María percibió su agitación y apoyo su mano nívea sobre el hombro del muchacho.

- Tranquilo, Pedro. No tienes que ir a ningún sitio - él se volvió, perplejo, hacia ella - Mañana lo dirán los diarios. El grupo terrorista conocido como "Los Verdaderos Isleños" ha sido desarticulado. A estas horas, la mitad de tus amigos estará en prisión. Tranquilo, solo los que tienen delitos de sangre: tus amigos de toda la vida, muchachos como tú, están a salvo, en sus casas.

- ¿Esto es cosa de mi padre? - preguntó Pedro, sin saber qué más decir.

- En cierto modo sí, porque fue idea suya que yo te impartiera estas sesiones educacionales - dijo ella con suavidad - Pero si te refieres a lo de hoy, no. Tu padre no sabe nada. Éste será nuestro secreto.

Ella se dirigió a la mesa para recoger sus cosas. La sesión tocaba a su fin. María le había salvado de cometer el mayor error de su vida, de hacer algo que en el fondo de su corazón Pedro no deseaba hacer pero a lo que se veía empujado por la presión del grupo. Sintió un gran alivio y, con él, sintió que todo el odio estúpido que había sentido contra aquella mujer se desvanecía. ¿Cómo podía haber sido tan necio? La miró como si la viera por primera vez. Aquella mujer sencilla e inteligente era tan superior a él que no entendía cómo podía haberla despreciado.

Ella debía adivinar sus pensamientos, a juzgar por su sonrisa, y aún añadió unas últimas palabras.

- El Otro nunca es el enemigo, Pedro. El Otro es simplemente otro, alguien diferente. Y, si te fijas bien, en muchos sentidos, el Otro es simplemente un espejo en el que no nos gusta vernos reflejados. Porque si el Otro no es diferente a nosotros, ¿cómo podremos justificar negarle el pan? ¿Cómo podremos justificar no ayudarle?

Tomó su bolsón, pero en vez de dirigirse a la puerta se acercó directamente a él, hasta que estuvo a escaso centímetros.  Pedro casi no podía respirar.

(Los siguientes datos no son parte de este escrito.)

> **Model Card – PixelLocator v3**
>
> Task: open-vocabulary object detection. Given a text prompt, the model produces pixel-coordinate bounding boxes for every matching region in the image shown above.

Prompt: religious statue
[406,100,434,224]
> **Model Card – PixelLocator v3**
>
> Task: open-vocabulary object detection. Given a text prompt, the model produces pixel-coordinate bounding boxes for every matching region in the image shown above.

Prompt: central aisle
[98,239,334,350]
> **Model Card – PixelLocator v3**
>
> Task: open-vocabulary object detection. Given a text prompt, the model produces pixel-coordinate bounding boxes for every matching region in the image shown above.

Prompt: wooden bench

Ella le besó en la mejilla, e inmediatamente se volvió:

- Adiós, Pedro. Te he dejado tus deberes sobre la mesa. Nos vemos la semana que viene.

- Adiós, mi Mareth - no se vio capaz de llamarla María otra vez.

Pedro se quedó ahí, plantado, mirando como ella se iba. Antes de desaparecer, ella se detuvo un momento en el quicio de la puerta.

- Yo no huí de Freidon. A mi me llamaron.